The Romelsberger Index, Berkooz Deconfinement, and Infinite Families of Seiberg Duals

TL;DR

This paper explores the Romelsberger index's role as an RG-invariant that can potentially uniquely identify Seiberg dualities in N=1 supersymmetric theories, revealing deep connections between mathematical conditions and physical symmetries.

Contribution

It demonstrates that the conditions for total ellipticity in the index align with symmetry and anomaly matching, supporting the index as a robust duality discriminator and revealing the fundamental nature of core symmetries.

Findings

Total ellipticity conditions match anomaly and symmetry constraints.

Index remains invariant through complex dynamical steps.

Primitive Seiberg dualities are fundamental, not incidental.

Abstract

Romelsberger's index has been argued to be an RG-invariant and, therefore, Seiberg-duality-invariant object that counts protected operators in the IR SCFT of an N=1 theory. These claims have so far passed all tests. In fact, it remains possible that this index is a perfect discriminant of duality. The investigation presented here bolsters such optimism. It is shown that the conditions of total ellipticity, which are needed for the mathematical manifestation of duality, are equivalent to the conditions ensuring non-anomalous gauge and flavor symmetries and the matching of (most) 't Hooft anomalies.

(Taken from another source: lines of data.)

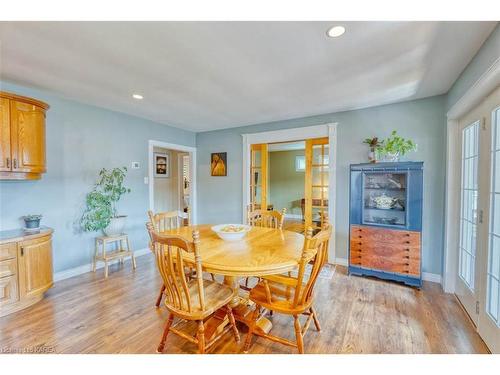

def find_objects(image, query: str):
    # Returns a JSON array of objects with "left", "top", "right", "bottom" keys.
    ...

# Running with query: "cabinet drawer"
[
  {"left": 350, "top": 241, "right": 420, "bottom": 260},
  {"left": 0, "top": 258, "right": 17, "bottom": 278},
  {"left": 351, "top": 225, "right": 420, "bottom": 246},
  {"left": 0, "top": 242, "right": 17, "bottom": 261},
  {"left": 0, "top": 275, "right": 19, "bottom": 306},
  {"left": 350, "top": 252, "right": 420, "bottom": 276}
]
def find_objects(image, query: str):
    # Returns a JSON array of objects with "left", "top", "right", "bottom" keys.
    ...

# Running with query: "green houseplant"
[
  {"left": 378, "top": 131, "right": 417, "bottom": 162},
  {"left": 363, "top": 137, "right": 384, "bottom": 163},
  {"left": 81, "top": 167, "right": 131, "bottom": 236}
]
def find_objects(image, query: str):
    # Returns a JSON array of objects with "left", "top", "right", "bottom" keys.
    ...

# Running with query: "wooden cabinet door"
[
  {"left": 18, "top": 236, "right": 53, "bottom": 299},
  {"left": 10, "top": 100, "right": 46, "bottom": 174},
  {"left": 0, "top": 275, "right": 19, "bottom": 307},
  {"left": 0, "top": 98, "right": 12, "bottom": 171}
]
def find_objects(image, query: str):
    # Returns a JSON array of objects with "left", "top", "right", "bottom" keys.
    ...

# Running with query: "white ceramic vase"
[{"left": 103, "top": 216, "right": 127, "bottom": 237}]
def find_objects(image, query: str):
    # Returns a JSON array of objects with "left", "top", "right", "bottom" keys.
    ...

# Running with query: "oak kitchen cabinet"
[
  {"left": 0, "top": 228, "right": 54, "bottom": 317},
  {"left": 0, "top": 91, "right": 49, "bottom": 180}
]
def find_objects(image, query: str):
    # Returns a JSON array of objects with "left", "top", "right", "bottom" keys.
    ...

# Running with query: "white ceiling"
[{"left": 0, "top": 22, "right": 496, "bottom": 132}]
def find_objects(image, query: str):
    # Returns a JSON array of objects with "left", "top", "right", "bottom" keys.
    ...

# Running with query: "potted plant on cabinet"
[
  {"left": 363, "top": 137, "right": 384, "bottom": 163},
  {"left": 378, "top": 131, "right": 417, "bottom": 162},
  {"left": 81, "top": 167, "right": 131, "bottom": 237},
  {"left": 23, "top": 214, "right": 42, "bottom": 230}
]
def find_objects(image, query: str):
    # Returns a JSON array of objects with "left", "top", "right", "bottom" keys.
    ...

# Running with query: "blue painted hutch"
[{"left": 349, "top": 162, "right": 423, "bottom": 287}]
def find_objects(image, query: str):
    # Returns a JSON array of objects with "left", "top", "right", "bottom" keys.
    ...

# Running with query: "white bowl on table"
[{"left": 211, "top": 224, "right": 251, "bottom": 241}]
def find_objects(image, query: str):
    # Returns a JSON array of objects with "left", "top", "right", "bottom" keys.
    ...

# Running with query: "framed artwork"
[
  {"left": 211, "top": 152, "right": 227, "bottom": 176},
  {"left": 154, "top": 152, "right": 169, "bottom": 178}
]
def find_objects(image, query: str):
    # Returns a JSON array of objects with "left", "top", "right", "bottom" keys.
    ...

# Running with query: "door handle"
[
  {"left": 20, "top": 247, "right": 24, "bottom": 256},
  {"left": 13, "top": 159, "right": 17, "bottom": 169},
  {"left": 6, "top": 157, "right": 10, "bottom": 168}
]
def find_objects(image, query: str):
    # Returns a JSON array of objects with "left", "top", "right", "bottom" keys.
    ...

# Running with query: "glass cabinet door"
[{"left": 362, "top": 172, "right": 407, "bottom": 227}]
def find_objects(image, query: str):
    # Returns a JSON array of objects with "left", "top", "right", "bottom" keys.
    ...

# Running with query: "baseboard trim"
[
  {"left": 284, "top": 214, "right": 303, "bottom": 220},
  {"left": 53, "top": 248, "right": 151, "bottom": 282},
  {"left": 333, "top": 257, "right": 348, "bottom": 266},
  {"left": 333, "top": 257, "right": 442, "bottom": 284},
  {"left": 422, "top": 272, "right": 442, "bottom": 284}
]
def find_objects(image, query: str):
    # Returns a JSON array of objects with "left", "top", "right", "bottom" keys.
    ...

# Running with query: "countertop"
[{"left": 0, "top": 226, "right": 53, "bottom": 245}]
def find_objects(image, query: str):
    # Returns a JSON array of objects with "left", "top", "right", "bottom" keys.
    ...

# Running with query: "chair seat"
[
  {"left": 165, "top": 279, "right": 235, "bottom": 320},
  {"left": 249, "top": 276, "right": 311, "bottom": 314}
]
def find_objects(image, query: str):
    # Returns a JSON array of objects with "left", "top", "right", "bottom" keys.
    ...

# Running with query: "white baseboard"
[
  {"left": 422, "top": 272, "right": 442, "bottom": 284},
  {"left": 333, "top": 257, "right": 442, "bottom": 284},
  {"left": 333, "top": 257, "right": 348, "bottom": 266},
  {"left": 53, "top": 248, "right": 151, "bottom": 282},
  {"left": 284, "top": 214, "right": 303, "bottom": 220}
]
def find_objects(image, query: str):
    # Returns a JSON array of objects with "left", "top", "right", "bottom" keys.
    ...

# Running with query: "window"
[{"left": 295, "top": 155, "right": 305, "bottom": 172}]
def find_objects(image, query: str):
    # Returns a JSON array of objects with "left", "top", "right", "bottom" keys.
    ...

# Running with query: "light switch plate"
[
  {"left": 131, "top": 161, "right": 140, "bottom": 169},
  {"left": 144, "top": 177, "right": 149, "bottom": 184}
]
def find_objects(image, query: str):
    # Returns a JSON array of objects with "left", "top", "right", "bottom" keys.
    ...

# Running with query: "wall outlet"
[{"left": 131, "top": 161, "right": 140, "bottom": 169}]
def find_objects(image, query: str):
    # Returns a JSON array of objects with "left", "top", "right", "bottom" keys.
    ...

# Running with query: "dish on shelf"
[{"left": 372, "top": 216, "right": 398, "bottom": 225}]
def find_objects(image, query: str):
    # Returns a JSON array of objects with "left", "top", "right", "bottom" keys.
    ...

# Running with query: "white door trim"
[
  {"left": 148, "top": 140, "right": 197, "bottom": 224},
  {"left": 241, "top": 123, "right": 338, "bottom": 261},
  {"left": 444, "top": 57, "right": 500, "bottom": 293}
]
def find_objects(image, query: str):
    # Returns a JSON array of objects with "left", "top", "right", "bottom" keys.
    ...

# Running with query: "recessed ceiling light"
[
  {"left": 132, "top": 94, "right": 143, "bottom": 100},
  {"left": 327, "top": 25, "right": 345, "bottom": 38}
]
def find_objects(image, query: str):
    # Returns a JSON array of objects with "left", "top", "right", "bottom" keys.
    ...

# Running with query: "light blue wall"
[
  {"left": 196, "top": 96, "right": 447, "bottom": 275},
  {"left": 447, "top": 23, "right": 500, "bottom": 110},
  {"left": 0, "top": 81, "right": 196, "bottom": 273}
]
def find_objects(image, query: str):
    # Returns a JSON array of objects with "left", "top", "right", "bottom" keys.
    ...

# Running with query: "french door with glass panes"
[
  {"left": 304, "top": 137, "right": 329, "bottom": 231},
  {"left": 455, "top": 86, "right": 500, "bottom": 353}
]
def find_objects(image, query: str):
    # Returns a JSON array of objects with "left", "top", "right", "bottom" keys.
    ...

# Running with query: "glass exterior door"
[
  {"left": 479, "top": 90, "right": 500, "bottom": 352},
  {"left": 455, "top": 86, "right": 500, "bottom": 353},
  {"left": 304, "top": 137, "right": 329, "bottom": 231}
]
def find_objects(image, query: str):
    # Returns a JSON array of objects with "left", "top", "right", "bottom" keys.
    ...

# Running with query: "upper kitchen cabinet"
[{"left": 0, "top": 91, "right": 49, "bottom": 180}]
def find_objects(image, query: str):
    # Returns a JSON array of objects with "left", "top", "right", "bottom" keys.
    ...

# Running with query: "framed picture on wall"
[
  {"left": 154, "top": 152, "right": 169, "bottom": 178},
  {"left": 211, "top": 152, "right": 227, "bottom": 176}
]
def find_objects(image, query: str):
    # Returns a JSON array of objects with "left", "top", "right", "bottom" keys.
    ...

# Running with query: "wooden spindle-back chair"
[
  {"left": 151, "top": 230, "right": 239, "bottom": 353},
  {"left": 148, "top": 210, "right": 188, "bottom": 232},
  {"left": 247, "top": 207, "right": 286, "bottom": 230},
  {"left": 244, "top": 224, "right": 332, "bottom": 353}
]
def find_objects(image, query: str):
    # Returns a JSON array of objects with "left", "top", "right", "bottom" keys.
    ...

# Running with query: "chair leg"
[
  {"left": 310, "top": 306, "right": 321, "bottom": 331},
  {"left": 244, "top": 305, "right": 260, "bottom": 352},
  {"left": 155, "top": 285, "right": 166, "bottom": 307},
  {"left": 197, "top": 320, "right": 206, "bottom": 354},
  {"left": 293, "top": 315, "right": 304, "bottom": 354},
  {"left": 157, "top": 313, "right": 174, "bottom": 353},
  {"left": 104, "top": 260, "right": 108, "bottom": 278},
  {"left": 226, "top": 305, "right": 240, "bottom": 343}
]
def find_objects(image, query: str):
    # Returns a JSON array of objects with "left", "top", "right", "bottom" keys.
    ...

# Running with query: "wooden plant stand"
[{"left": 93, "top": 234, "right": 136, "bottom": 278}]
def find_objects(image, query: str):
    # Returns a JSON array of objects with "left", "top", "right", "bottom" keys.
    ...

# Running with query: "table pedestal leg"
[{"left": 204, "top": 276, "right": 272, "bottom": 344}]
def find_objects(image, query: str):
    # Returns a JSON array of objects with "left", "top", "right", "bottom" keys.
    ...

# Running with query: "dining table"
[{"left": 160, "top": 224, "right": 305, "bottom": 340}]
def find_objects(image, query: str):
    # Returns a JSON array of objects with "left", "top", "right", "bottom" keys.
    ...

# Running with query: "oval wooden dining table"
[{"left": 160, "top": 224, "right": 305, "bottom": 340}]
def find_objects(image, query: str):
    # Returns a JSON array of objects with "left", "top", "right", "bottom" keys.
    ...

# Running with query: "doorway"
[
  {"left": 242, "top": 123, "right": 337, "bottom": 261},
  {"left": 148, "top": 140, "right": 197, "bottom": 224},
  {"left": 454, "top": 86, "right": 500, "bottom": 352}
]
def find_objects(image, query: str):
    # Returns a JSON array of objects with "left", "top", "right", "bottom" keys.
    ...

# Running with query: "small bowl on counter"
[{"left": 211, "top": 224, "right": 251, "bottom": 241}]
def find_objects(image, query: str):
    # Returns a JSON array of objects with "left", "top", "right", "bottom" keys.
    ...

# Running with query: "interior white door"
[{"left": 477, "top": 87, "right": 500, "bottom": 353}]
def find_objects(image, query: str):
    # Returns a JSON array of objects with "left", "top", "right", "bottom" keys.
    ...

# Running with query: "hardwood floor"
[{"left": 0, "top": 254, "right": 489, "bottom": 354}]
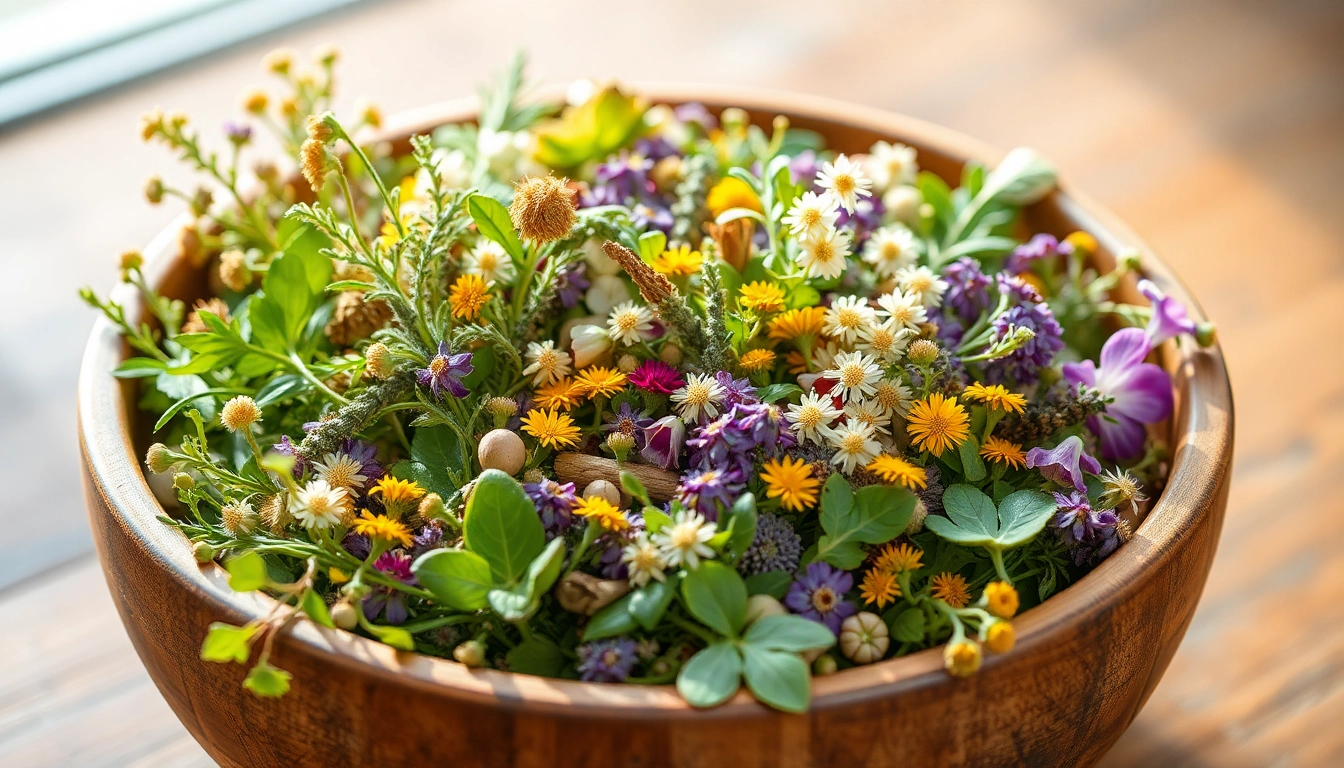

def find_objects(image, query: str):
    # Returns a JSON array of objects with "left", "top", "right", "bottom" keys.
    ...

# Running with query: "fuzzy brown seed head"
[
  {"left": 253, "top": 160, "right": 279, "bottom": 182},
  {"left": 183, "top": 297, "right": 230, "bottom": 334},
  {"left": 190, "top": 187, "right": 213, "bottom": 217},
  {"left": 509, "top": 175, "right": 577, "bottom": 243},
  {"left": 300, "top": 138, "right": 330, "bottom": 192},
  {"left": 220, "top": 501, "right": 258, "bottom": 537},
  {"left": 240, "top": 87, "right": 269, "bottom": 114},
  {"left": 908, "top": 339, "right": 940, "bottom": 366},
  {"left": 601, "top": 240, "right": 675, "bottom": 304},
  {"left": 659, "top": 343, "right": 683, "bottom": 366},
  {"left": 259, "top": 493, "right": 292, "bottom": 533},
  {"left": 143, "top": 175, "right": 164, "bottom": 204},
  {"left": 305, "top": 114, "right": 335, "bottom": 143},
  {"left": 220, "top": 395, "right": 261, "bottom": 432},
  {"left": 325, "top": 291, "right": 391, "bottom": 346},
  {"left": 218, "top": 250, "right": 250, "bottom": 292}
]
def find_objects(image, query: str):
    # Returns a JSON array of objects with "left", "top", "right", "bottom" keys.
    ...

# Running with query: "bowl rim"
[{"left": 78, "top": 83, "right": 1233, "bottom": 719}]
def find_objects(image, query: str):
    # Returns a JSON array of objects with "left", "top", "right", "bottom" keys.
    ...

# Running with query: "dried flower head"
[
  {"left": 145, "top": 443, "right": 175, "bottom": 474},
  {"left": 240, "top": 87, "right": 269, "bottom": 114},
  {"left": 364, "top": 342, "right": 393, "bottom": 380},
  {"left": 305, "top": 113, "right": 335, "bottom": 143},
  {"left": 220, "top": 396, "right": 261, "bottom": 432},
  {"left": 907, "top": 338, "right": 940, "bottom": 366},
  {"left": 262, "top": 47, "right": 296, "bottom": 75},
  {"left": 509, "top": 175, "right": 576, "bottom": 243},
  {"left": 300, "top": 138, "right": 331, "bottom": 192},
  {"left": 218, "top": 249, "right": 250, "bottom": 292},
  {"left": 602, "top": 240, "right": 675, "bottom": 305},
  {"left": 182, "top": 297, "right": 230, "bottom": 334},
  {"left": 143, "top": 175, "right": 164, "bottom": 204},
  {"left": 221, "top": 500, "right": 259, "bottom": 537}
]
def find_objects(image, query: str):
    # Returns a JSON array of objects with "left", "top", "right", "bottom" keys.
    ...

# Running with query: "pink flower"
[
  {"left": 1062, "top": 328, "right": 1173, "bottom": 462},
  {"left": 1025, "top": 436, "right": 1102, "bottom": 492},
  {"left": 640, "top": 415, "right": 685, "bottom": 469},
  {"left": 627, "top": 360, "right": 684, "bottom": 395}
]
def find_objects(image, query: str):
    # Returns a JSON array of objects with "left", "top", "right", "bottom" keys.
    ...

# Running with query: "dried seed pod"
[
  {"left": 840, "top": 612, "right": 890, "bottom": 665},
  {"left": 555, "top": 571, "right": 631, "bottom": 616},
  {"left": 478, "top": 429, "right": 526, "bottom": 476}
]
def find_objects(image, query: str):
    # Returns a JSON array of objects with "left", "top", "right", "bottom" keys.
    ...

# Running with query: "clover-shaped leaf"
[{"left": 926, "top": 484, "right": 1055, "bottom": 552}]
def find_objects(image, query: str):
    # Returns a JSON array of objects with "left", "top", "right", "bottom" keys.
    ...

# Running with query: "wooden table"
[{"left": 3, "top": 0, "right": 1340, "bottom": 764}]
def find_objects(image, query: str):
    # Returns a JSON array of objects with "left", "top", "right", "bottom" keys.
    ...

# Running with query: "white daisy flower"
[
  {"left": 787, "top": 391, "right": 843, "bottom": 445},
  {"left": 872, "top": 378, "right": 915, "bottom": 418},
  {"left": 292, "top": 479, "right": 351, "bottom": 530},
  {"left": 865, "top": 141, "right": 919, "bottom": 192},
  {"left": 823, "top": 295, "right": 877, "bottom": 346},
  {"left": 876, "top": 290, "right": 929, "bottom": 331},
  {"left": 569, "top": 324, "right": 611, "bottom": 369},
  {"left": 463, "top": 240, "right": 516, "bottom": 285},
  {"left": 896, "top": 265, "right": 949, "bottom": 309},
  {"left": 606, "top": 301, "right": 655, "bottom": 346},
  {"left": 857, "top": 319, "right": 913, "bottom": 363},
  {"left": 653, "top": 509, "right": 717, "bottom": 570},
  {"left": 796, "top": 228, "right": 852, "bottom": 281},
  {"left": 811, "top": 340, "right": 844, "bottom": 372},
  {"left": 862, "top": 225, "right": 920, "bottom": 277},
  {"left": 782, "top": 190, "right": 840, "bottom": 241},
  {"left": 844, "top": 398, "right": 892, "bottom": 436},
  {"left": 823, "top": 421, "right": 882, "bottom": 475},
  {"left": 816, "top": 154, "right": 873, "bottom": 213},
  {"left": 522, "top": 340, "right": 573, "bottom": 386},
  {"left": 824, "top": 350, "right": 882, "bottom": 403},
  {"left": 622, "top": 532, "right": 668, "bottom": 587},
  {"left": 311, "top": 451, "right": 370, "bottom": 490},
  {"left": 671, "top": 373, "right": 726, "bottom": 424}
]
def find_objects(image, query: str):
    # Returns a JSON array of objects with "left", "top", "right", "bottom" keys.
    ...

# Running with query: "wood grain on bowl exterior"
[{"left": 78, "top": 86, "right": 1233, "bottom": 768}]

Further insights are gained from an analysis of recent results by Craig, et al. It is shown that a non-perturbative resolution of an apparent mismatch of global symmetries is automatically accounted for in the index. It is then shown that through an intricate series of dynamical steps, the index not only remains fixed, but the only integral relation needed is the one that gives the "primitive" Seiberg dualities, perhaps hinting that the symmetry at the core is fundamental rather than incidental.